None of the others followed Rex at the moment, and he slipped into the woods alone while his mates were picking up the bats and recovering other articles. He did not care to be questioned just then. Nevertheless he was smiling. He was wise enough to appreciate how Horace Pence felt.
Going whistling down the aisles of the wood, but bearing off the usual route to their camp, Kingdon suddenly came upon something that stopped him.

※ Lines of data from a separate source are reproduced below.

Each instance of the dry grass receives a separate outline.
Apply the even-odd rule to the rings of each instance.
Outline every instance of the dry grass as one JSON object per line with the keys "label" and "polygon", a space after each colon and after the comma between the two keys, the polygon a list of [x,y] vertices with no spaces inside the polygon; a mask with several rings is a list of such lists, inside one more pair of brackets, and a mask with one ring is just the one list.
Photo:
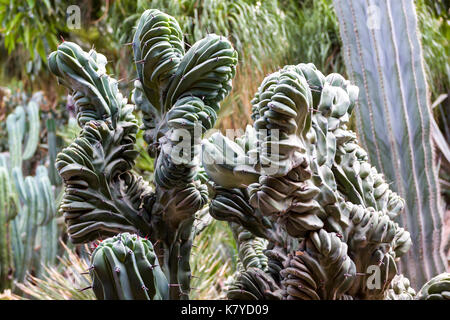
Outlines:
{"label": "dry grass", "polygon": [[[16,284],[25,294],[20,299],[95,300],[92,290],[81,290],[91,285],[91,278],[86,273],[88,262],[64,243],[61,245],[65,253],[59,258],[58,266],[44,267],[45,275],[41,279],[28,275],[24,283]],[[87,246],[85,248],[88,250]]]}
{"label": "dry grass", "polygon": [[234,273],[236,247],[228,224],[213,220],[195,239],[192,248],[190,299],[225,299],[225,281]]}
{"label": "dry grass", "polygon": [[[17,283],[16,294],[5,291],[0,300],[95,300],[87,273],[89,262],[62,244],[64,255],[55,267],[44,267],[45,275],[28,275],[24,283]],[[86,250],[89,250],[85,246]],[[227,223],[212,222],[194,239],[191,266],[192,290],[190,299],[225,299],[225,281],[234,273],[236,247]]]}
{"label": "dry grass", "polygon": [[15,295],[9,289],[0,293],[0,300],[22,300],[22,299],[23,299],[22,297]]}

"Hul-lo!" he murmured, startled if not surprised. "Who's been chopping down trees?"
The spot was almost directly above their camp. The steep hillside fell away to the small plateau on which the Walcott Hall boys had set up their tent. Below that was the cove, with its pebbly, narrow, crescent beach, and the catboat courtesying to the swell of the water. Kingdon could get a glimpse of her stick through the trees.
Here, just before him, a goodly sapling had been cut off near the ground. That, in itself, was an infringement of the rules laid down by the Manatee Company. Rex had been warned against cutting wood of this kind for any purpose whatsoever on Storm Island.
"Now, who did this?" muttered the lad again. "Surely none of our fellows."
His quick eye saw something in the grass, and he hastened to pick it up. A hatchet, with one side of the blade rusted.
"Our extra hatchet! The one that MacComber fellow borrowed. I'm sure he didn't return it!"
He went on a little way and saw where the sapling, all of four inches through at its butt, lay half hidden in the rank weeds and grass. It seemed that the stick had been cut wantonly, after which the marauder had tried to hide it.